The Skeptical Methodologist

Software, Rants and Management

Better Python: Abstract Factory in Python

Frequently design patterns are imported between languages with little thought to how a new language would better express them.  Witness Google’s C++ unit testing framework, which rather blindly follows JUnit even though Boost’s own unit testing framework, leveraging a few naughty macros and a lot of templating, reinvents unit testing in a more succinct and C++ way.  Or, along with testing, you can look at other’s Mock Object frameworks, mostly following the Java tradition versus Mock Objects using templates as proposed in this blog.

Another example would be the Abstract Factory, one of the more intimidating patterns, allowing you to write a GUI framework that somehow runs both on Windows and Macs (at least, that was in the brochure).  It provides a single point of interface to an entire collection of factories that produce new objects.  If you want a Windows Button, you ask the Windows factory.  If you are on a Mac, you get a Mac Button.  The point is, both of these Abstract Factories meet a required interface, and each of the functions on that interface return another abstract type a la the factory method pattern.  To put it in more modern parlance, it’s Dependency Injection, except on an insanely wide scale.

If we were trying to code Java in Python, we might come up with something like the following (forgive the spacing, I don’t really have the gumption to figure out the formatting right now…):

class GUI:

def MakeButton():

pass

def MakeWindow():

pass

class MacGUI(GUI):

def MakeButton():

return MacButton()

def MakeWindow():

return MacWindow()

And so on.  Then, to use the GUI abstract factory, we’d simply pass an instantiation of the factory itself to whoever needed to do GUI stuff.

def CreateChart(GUIType, *args, **kwargs):

GUIType.MakeButton()

GUIType.MakeWindow()

You get the point.  This is how you’d have to do things in a language like Java, however, in Python, we have a trick up our sleeve.  We already have a type that represents a class and function factory – it’s called a Module.  Modules can be passed around as first class types in Python, removing the need for the whole heavy Abstract Factory framework.  Simply pass the module you’d like your class to use in it’s constructor and boom, the ultimate in dependency injection.  This provides astonishing amounts of testability, decoupling and modifiability.
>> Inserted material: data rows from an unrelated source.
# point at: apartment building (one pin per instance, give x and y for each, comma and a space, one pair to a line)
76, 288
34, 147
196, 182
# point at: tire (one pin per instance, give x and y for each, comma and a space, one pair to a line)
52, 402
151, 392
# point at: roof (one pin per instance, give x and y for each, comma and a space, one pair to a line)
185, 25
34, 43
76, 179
In one file, say Windows.py, we declare the following:

class Button(object):

#do button stuff

class Window(object):

#do window stuff

Then in another file, say Mac.py, we do almost the same thing – same names, except completely different implementation.  The minimal of repetition:

class Button(object):

#most of your changes occur here

At runtime, we detect whether we’re on a Windows or a Mac, and then inject this into whatever other classes we want to run!

def MakeChart(GUIType, *args, **kwargs):

x = GUIType.Button()

#somewhere else in code

import Windows

MakeChart(Windows, *args, **kwargs)

Basically, we’re taking advantage of the modules we’re already building to keep our programs separate, but explicitly telling our other functions and classes where to grab all their variable types.  It’s exactly the Abstract Factory pattern, but we leverage what we’ve already built instead of putting a whole framework on top of our modules to make them explicit.
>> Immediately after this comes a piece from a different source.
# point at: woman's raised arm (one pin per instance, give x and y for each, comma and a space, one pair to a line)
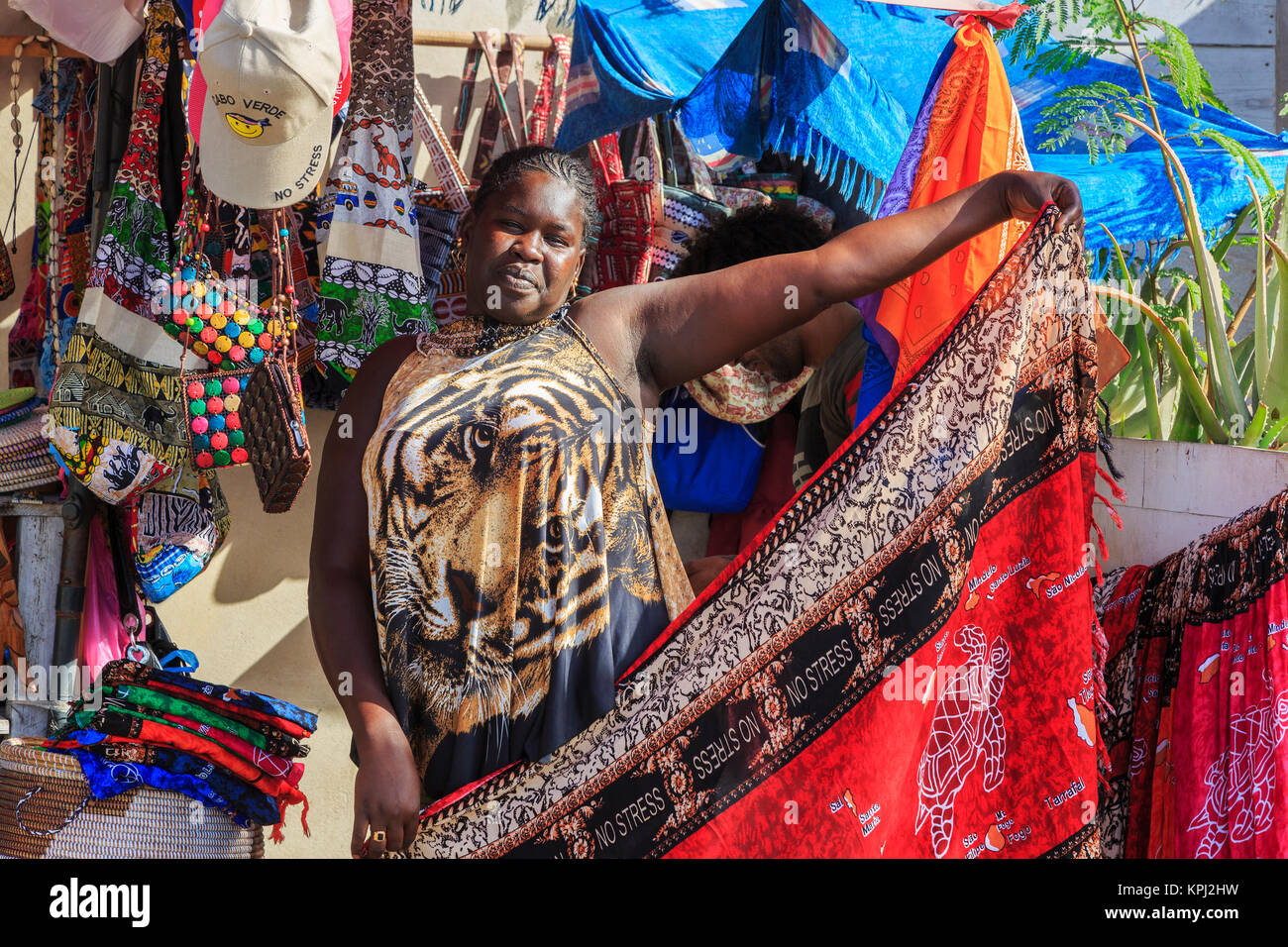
688, 326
I’m excited at the addition of Abstract Base Classes in Python 3.0.  Seeing the above example, I’d like to see the idea extended to making explicit interfaces on Modules themselves, fulfilling the ‘Abstract’ part of ‘Abstract Factory’.  Obviously, with Python’s duck typing today, this is not required.  But interfaces do more than simply catch interface bugs, they also communicate a lot of information to potential users.

Patterns usually are a sign that we’re missing something, that we want to express something that’s natural to solve a problem, but the language doesn’t support it.  Thankfully, many ‘patterns’ turn into idioms, or even better, simple one line expressions in high level languages like Python.  This is the reason these languages are so expressive.

January 30, 2009 Posted by | Uncategorized | Leave a comment

Procrastination and Creative Thought

Unfortunately, I can’t find the original article in regards to creative thought, but I did just read this in regards to procrastination.  It’s a study I’ve heard about a few times.  In summary, the conclusions are that people who are given an abstract task, or one without a clear-cut solution, tend to procrastinate more than people given a concrete task.  The lesson here, it’s claimed, is that simple things like setting up To-Do lists can really help you become more productive.

This is true, of course.  But I think the study missed another important conclusion, that is, why would humans approach abstract problems in such a non-productive way?  I’d argue that, in fact, with real abstract problems, procrastination is the best thing you can do.  That is because your brain has two modes, a focused/attentive mode, and a meandering mode.  Psychologists are just no realizing that we spend most of our time all day in this default, ‘meandering’ mode.[*citation needed]

Meandering mode is day dreaming, it’s not concentrating, it’s just kind of sitting there.  But despite what you look like your doing (i.e., nothing), your brain is actually incredibly active during this time.  And not just single parts, but a whole cadre of brain areas light up.  Psychologists wondered what we could be doing that required so much energy, and why our brain would so easily go into this ‘default’ mode that seemed so worthless.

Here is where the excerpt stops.